Ma guarda sono single, non l’ho fatto apposta a ricordarti che non festeggerai con nessuno, che mentre tutti i ristoranti apparecchieranno per due, tu single non troverai posto da nessuna parte! Chapeau…mi hai fregato anche quest’anno calendario senza cuore!
Cari innamorati altro che festa dell’amore! La festa di S. Valentino si riallaccia agli antichi festeggiamenti Itali, Greci e Romani del 15 febbraio in onore del Dio Pane, Fauno e Luperco.
Non so se rendo l’idea con questi nomi. Questa festa era celebrata da giovani sacerdoti chiamati Luperci, seminudi con le membra spalmate di grasso e una maschera di fango sulla faccia; intorno alle anche portavano una pelle di capra ricavata dalle vittime sacrificate nel Lupercale.
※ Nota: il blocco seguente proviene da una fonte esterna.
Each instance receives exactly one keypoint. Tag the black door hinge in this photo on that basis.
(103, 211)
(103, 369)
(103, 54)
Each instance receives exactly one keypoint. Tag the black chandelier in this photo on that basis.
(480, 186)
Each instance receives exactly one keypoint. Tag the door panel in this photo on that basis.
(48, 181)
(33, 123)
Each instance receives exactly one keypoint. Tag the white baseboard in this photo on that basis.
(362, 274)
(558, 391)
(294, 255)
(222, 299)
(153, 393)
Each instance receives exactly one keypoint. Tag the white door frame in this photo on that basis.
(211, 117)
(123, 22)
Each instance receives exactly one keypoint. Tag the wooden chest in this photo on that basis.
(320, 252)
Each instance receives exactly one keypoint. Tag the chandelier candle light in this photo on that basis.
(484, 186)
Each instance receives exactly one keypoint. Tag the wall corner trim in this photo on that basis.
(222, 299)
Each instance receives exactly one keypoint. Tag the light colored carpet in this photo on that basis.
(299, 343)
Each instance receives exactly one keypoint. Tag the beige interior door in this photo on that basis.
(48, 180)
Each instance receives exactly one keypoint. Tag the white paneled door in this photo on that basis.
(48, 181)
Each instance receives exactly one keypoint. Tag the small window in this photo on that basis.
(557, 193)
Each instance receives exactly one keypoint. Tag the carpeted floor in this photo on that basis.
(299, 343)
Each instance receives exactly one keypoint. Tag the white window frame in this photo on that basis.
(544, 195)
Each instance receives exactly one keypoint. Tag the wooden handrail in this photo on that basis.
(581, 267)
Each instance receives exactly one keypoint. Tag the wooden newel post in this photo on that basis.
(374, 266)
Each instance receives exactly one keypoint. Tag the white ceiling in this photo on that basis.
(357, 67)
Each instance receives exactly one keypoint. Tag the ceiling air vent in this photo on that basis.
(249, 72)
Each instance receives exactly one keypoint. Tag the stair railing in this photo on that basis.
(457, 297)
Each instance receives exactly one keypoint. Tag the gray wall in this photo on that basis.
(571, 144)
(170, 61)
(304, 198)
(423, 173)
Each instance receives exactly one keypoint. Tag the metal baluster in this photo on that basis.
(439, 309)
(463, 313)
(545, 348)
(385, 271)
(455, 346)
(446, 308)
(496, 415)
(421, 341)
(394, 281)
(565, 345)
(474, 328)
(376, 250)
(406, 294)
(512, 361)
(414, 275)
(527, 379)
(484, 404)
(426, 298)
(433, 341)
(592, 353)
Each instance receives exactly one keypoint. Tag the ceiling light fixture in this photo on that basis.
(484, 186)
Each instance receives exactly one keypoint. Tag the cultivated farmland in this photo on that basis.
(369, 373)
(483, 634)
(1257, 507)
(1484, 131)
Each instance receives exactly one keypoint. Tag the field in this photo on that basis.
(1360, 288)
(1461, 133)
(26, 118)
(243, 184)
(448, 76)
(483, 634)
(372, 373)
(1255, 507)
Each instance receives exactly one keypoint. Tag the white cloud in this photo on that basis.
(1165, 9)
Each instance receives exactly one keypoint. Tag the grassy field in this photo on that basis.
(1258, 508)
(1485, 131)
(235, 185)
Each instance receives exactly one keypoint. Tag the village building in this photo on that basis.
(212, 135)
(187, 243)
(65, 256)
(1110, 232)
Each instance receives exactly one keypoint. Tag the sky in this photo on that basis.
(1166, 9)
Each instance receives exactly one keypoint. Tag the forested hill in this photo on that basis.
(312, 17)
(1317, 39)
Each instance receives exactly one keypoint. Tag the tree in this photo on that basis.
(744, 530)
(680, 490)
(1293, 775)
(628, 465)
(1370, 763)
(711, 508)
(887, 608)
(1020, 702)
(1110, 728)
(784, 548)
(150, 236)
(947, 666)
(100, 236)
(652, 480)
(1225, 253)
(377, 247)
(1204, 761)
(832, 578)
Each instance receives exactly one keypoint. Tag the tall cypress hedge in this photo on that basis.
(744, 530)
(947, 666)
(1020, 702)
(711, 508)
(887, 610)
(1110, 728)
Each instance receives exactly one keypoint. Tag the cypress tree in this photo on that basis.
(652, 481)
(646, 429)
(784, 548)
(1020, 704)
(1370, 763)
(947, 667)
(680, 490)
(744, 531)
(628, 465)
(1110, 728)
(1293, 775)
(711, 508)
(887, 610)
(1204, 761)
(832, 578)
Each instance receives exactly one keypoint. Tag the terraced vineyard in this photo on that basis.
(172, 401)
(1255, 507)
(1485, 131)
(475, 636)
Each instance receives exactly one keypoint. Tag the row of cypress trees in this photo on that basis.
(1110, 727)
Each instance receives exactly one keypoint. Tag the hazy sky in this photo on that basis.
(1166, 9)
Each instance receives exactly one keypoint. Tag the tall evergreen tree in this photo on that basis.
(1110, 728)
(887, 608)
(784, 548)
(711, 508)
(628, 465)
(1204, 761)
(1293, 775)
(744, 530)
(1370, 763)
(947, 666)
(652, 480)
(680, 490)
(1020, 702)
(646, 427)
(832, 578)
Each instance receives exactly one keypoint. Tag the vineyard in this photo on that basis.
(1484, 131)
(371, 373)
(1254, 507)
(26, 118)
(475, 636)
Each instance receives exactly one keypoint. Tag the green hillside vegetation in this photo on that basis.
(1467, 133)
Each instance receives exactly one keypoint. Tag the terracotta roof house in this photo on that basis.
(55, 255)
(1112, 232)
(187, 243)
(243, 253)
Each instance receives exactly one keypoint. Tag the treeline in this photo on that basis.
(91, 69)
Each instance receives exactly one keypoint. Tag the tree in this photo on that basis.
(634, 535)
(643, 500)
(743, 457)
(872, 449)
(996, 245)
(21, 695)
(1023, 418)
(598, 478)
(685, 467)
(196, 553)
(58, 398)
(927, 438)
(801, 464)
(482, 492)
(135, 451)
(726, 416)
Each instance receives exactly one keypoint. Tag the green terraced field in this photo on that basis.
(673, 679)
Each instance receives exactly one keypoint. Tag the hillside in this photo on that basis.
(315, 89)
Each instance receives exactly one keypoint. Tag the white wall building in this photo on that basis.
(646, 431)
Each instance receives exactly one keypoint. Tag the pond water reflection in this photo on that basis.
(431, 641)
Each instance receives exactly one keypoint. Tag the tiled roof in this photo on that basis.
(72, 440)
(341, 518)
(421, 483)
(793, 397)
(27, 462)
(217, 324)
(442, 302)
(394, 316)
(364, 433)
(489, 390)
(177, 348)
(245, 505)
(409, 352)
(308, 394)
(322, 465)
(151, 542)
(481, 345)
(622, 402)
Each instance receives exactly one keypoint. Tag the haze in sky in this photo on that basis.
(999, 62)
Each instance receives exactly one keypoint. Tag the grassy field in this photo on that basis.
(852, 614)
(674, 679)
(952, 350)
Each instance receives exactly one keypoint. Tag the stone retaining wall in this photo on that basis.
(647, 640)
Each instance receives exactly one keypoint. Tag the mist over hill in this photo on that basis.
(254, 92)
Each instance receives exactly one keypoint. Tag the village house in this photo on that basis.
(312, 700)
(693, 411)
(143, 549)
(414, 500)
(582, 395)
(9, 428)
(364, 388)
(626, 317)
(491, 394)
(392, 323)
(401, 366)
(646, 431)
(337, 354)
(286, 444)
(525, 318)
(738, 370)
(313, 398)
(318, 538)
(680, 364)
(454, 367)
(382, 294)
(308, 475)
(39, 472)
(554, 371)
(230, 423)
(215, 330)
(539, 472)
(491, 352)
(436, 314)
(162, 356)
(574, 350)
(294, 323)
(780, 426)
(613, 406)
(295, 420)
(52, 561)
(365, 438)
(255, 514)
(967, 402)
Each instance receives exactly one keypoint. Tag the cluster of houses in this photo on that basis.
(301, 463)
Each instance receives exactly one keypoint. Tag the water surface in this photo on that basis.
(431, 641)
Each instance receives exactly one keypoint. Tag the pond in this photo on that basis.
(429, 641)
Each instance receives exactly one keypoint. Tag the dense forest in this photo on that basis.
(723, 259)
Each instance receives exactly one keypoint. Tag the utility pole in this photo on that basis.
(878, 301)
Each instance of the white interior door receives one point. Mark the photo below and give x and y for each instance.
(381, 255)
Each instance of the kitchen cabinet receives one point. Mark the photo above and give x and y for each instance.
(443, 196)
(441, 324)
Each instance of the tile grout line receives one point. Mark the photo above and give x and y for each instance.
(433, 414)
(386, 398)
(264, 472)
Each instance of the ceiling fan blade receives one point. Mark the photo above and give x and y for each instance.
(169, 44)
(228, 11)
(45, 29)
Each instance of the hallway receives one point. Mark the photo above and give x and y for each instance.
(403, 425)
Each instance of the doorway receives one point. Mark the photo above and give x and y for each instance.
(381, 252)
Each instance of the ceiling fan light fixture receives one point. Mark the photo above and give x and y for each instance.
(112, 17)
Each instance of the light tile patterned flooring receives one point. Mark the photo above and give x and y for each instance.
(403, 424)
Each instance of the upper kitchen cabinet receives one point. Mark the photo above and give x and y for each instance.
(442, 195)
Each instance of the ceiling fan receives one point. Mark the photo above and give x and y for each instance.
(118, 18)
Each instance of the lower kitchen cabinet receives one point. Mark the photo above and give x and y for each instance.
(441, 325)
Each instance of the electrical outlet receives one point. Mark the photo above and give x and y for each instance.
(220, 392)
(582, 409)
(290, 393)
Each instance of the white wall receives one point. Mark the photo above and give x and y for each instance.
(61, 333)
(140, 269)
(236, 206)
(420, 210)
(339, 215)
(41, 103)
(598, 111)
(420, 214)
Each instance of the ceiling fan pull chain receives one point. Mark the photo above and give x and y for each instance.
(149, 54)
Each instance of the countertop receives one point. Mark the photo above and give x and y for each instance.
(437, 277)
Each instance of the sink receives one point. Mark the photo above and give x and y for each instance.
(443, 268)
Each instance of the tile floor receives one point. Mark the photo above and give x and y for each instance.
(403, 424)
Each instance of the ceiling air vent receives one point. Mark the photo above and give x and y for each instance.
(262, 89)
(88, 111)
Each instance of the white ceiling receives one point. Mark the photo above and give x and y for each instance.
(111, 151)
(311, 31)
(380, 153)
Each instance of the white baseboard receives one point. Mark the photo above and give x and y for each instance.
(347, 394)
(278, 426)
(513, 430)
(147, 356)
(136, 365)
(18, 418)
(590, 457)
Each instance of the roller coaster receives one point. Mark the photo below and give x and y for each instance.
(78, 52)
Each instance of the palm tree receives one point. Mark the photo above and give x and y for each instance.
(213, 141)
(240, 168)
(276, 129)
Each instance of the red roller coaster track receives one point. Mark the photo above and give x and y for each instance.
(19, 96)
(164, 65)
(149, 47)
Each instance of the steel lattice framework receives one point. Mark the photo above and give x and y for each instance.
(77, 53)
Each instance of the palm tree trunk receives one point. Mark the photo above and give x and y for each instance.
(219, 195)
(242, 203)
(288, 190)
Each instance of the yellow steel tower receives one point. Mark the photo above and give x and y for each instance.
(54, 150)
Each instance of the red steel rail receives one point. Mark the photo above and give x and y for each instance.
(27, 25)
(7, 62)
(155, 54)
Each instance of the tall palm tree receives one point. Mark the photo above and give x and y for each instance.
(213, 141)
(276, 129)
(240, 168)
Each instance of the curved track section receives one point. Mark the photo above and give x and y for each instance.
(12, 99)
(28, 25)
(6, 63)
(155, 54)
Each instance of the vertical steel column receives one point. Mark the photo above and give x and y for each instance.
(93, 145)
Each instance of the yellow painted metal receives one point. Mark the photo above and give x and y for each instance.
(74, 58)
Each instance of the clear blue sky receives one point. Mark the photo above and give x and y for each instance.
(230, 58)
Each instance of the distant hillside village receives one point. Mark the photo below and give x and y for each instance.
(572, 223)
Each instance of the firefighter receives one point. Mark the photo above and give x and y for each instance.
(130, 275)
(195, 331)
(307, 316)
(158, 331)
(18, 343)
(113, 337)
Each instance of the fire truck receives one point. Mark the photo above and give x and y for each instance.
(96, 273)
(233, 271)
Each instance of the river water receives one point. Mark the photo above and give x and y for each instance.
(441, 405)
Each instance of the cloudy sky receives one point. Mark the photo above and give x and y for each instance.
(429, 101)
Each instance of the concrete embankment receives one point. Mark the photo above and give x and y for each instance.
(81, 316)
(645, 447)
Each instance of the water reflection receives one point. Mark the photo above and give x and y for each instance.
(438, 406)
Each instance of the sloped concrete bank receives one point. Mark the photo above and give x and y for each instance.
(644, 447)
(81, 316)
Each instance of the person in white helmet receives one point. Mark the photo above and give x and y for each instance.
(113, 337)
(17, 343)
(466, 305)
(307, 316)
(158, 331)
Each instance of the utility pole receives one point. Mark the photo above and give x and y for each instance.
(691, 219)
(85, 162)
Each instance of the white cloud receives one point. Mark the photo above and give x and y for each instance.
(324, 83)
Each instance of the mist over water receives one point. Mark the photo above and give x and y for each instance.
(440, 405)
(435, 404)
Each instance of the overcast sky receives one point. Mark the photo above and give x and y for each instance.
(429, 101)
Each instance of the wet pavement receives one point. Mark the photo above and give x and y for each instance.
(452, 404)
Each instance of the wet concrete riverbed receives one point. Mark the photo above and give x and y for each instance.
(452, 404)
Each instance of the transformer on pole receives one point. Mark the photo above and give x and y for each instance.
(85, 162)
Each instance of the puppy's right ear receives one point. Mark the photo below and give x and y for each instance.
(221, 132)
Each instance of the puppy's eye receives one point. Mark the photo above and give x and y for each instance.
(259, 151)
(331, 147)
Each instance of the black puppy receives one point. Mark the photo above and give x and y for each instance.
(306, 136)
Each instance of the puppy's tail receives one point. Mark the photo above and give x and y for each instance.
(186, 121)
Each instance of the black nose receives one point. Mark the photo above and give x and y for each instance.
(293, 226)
Proprio un inno all’amore direi, tutti nudi e giovincelli e con la mascherina per non essere riconosciuti…. Queste feste erano diventate talmente licenziose, oggi le definiremo orge o gang bang, da essere proibite da Augusto e poi definitivamente soppresse da Gelasio nel 494.
La Chiesa ha cristianizzato questo rito pagano della fecondità anticipandolo al giorno 14 ed attribuendo al martire la capacità di proteggere i fidanzati e gli innamorati indirizzati al matrimonio e ad un’unione allietata dai figli. Divertente la storia dell’amore. Sotto sotto una storia di cornificazioni e festini spudorati.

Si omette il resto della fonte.